The US Senate has voted to proceed to a final debate and vote on the repeal of ‘Don’t Ask, Don’t Tell’, the ban on openly gay people serving in the military.
Earlier today, the Senate voted 63-33 in favour of a final vote on the issue. Six Republicans crossed party lines to support the bill that has the backing of the Democrats and President Barack Obama. The vote scheduled for 3pm (8pm GMT) requires just a simple majority to repeal the ban.
On Thursday, the House of Representatives voted 250 to 175 in favour of repealing the ban. This put the Senate under pressure to vote on the issue today, before the ‘lame duck’ Congress goes into recess.
In January, those senators and congressmen elected in the mid-term elections held last month will be sworn into office.
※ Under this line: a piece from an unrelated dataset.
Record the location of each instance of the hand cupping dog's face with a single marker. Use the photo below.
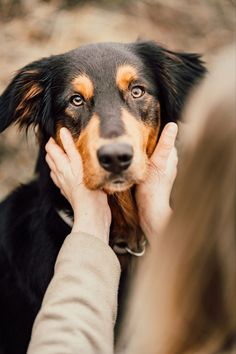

With more Republicans in office, the hopes of ending the ban rests entirely on today’s vote.
Senator Joe Lieberman, the lead sponsor of the bill, said the ban on openly gay people serving in the military is “inconsistent with basic American values.”
“To force the don’t ask, don’t tell policy on the military is to force them to be less than they want to be — and less than they can be,” he said earlier today. “These people simply want to serve their country.”
Earlier this week, the head of the marines said that repealing the law would lead to the death of troops. “When your life hangs on a line, on the intuitive behaviour of the young man … who sits to your right and your left, you don’t want anything distracting you,” said Marine Commandant General James Amos.
“I don’t want to lose any Marines to distraction. I don’t want to have any Marines that I’m visiting at Bethesda [hospital] with no legs,” he added.
“When your life hangs on the line, you don’t want anything distracting. . . . Mistakes and inattention or distractions cost Marines’ lives. That’s the currency of this fight.”
In May, the House of Representatives voted 234-194, in favour of repealing the ban. This was followed by the Senate Armed Services Committee who followed the same path and voted 16-12 in favour of axing the law. In both cases, the measure was offered as an amendment to a defence spending bill
But hopes to repeal the law have been continentally blocked in the Senate, mainly on procedural grounds. Just last week, a bill failed to get the 60 votes needed for a debate to be initiated.